Yaz mevsimine girilmiş olması nedeniyle hava sıcaklıklarının artmış olması, mükelleflerin fabrika, depo ve işyerlerinde yangın riskini artırmaktadır. Bir yangın durumunda mükellefin yasal defter ve belgelerinin de yanmış olması, stok, demirbaş eşya, bina gibi iktisadi kıymetlerdeki zayiattan daha önemli hale gelebilmektedir.
Mükellefler yasal defter ve belgelerini kendi depolarında arşivleyebilecekleri gibi profesyonel olarak bu iş ile uğraşan şirketlerden de arşivleme hizmeti alabilmektedirler.
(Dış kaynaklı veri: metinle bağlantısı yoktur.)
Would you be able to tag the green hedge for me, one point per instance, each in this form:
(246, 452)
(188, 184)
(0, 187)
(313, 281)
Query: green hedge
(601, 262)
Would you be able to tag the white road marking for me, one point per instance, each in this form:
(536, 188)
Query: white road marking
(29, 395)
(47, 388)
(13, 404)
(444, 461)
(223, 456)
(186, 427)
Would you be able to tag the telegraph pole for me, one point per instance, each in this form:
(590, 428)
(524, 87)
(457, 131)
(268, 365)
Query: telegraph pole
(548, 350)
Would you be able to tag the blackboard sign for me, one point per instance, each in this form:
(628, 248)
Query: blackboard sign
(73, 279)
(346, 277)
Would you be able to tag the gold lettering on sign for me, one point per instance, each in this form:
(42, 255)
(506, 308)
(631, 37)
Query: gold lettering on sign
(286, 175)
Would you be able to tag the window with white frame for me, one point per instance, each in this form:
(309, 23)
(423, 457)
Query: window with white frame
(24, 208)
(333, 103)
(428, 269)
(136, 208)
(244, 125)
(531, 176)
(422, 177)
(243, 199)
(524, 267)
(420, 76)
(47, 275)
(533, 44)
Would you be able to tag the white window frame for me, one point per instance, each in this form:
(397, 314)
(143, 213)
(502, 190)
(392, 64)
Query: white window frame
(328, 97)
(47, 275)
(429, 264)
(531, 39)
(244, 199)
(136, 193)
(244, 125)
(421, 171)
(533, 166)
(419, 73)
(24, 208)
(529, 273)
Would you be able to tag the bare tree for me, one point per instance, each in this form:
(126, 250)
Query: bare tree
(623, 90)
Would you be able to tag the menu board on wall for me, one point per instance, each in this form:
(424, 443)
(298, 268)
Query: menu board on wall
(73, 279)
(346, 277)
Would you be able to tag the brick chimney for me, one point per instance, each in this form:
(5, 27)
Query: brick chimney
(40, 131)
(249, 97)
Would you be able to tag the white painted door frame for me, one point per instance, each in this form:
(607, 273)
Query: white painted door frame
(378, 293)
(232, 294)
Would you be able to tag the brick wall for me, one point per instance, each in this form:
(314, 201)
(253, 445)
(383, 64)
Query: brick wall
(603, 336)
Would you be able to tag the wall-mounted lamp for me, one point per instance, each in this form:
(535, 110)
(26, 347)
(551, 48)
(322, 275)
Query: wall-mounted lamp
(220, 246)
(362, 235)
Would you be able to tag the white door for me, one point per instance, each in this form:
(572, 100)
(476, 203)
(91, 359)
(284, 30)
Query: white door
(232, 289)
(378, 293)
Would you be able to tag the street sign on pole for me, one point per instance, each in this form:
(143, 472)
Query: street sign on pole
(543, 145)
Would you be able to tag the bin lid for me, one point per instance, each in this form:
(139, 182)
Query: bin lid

Kendi deposunda veya hizmet aldığı arşiv şirketinin deposunda çıkan yangın sonucunda defter belgesi yok olan mükelleflerin yangına ek mağduriyet yaşamamaları için yapmaları gereken işlemler duyurumuzun konusunu teşkil etmektedir.
1. Yangın, mükellef için bir mücbir sebep hali oluşturur
Vergi Usul Kanunu’nun (“VUK”) 13. Maddesinde mücbir sebep halleri sayılmıştır. “Vergi ödevlerinin yerine getirilmesine engel olacak yangın, yer sarsıntısı ve su basması gibi afetler” ile “sahibinin iradesi dışındaki sebepler dolayısıyla defter ve vesikalarının elinden çıkmış bulunması” da mücbir sebep halleri arasında sayılmıştır.
VUK’ un 15. maddesi mücbir sebep halindeki mükelleflere kolaylık olarak bu hal süresince vergi ödevlerine ilişkin sürelerin işlememesini hüküm altına almıştır. Aynı Kanunun 373. maddesinde ise mücbir sebeplerden herhangi birinin vukua geldiğinin tevsik ve ispat olunması halinde mücbir sebebi yaşayan mükellef hakkında vergi cezası kesilmeyeceği ifade edilmiştir.
Yangının münferit olmaktan çıkarak çok sayıda mükellefi etkilemesi halinde Gelir İdaresi Başkanlığı ilgili mahalde mücbir sebep ilan etmekte olduğundan bu durumda mücbir sebep hali malum olmaktadır. Ancak yangının münferid olduğu durumlarda bu duruma maruz kalan mükellefin vergi kanunlarının sağladığı kolaylıklardan yararlanabilmesi veya istenmeyen durumlarla karşılaşmaması yaşamış olduğu mücbir sebebi ispat ve tevsik etmesi ile mümkün olacaktır.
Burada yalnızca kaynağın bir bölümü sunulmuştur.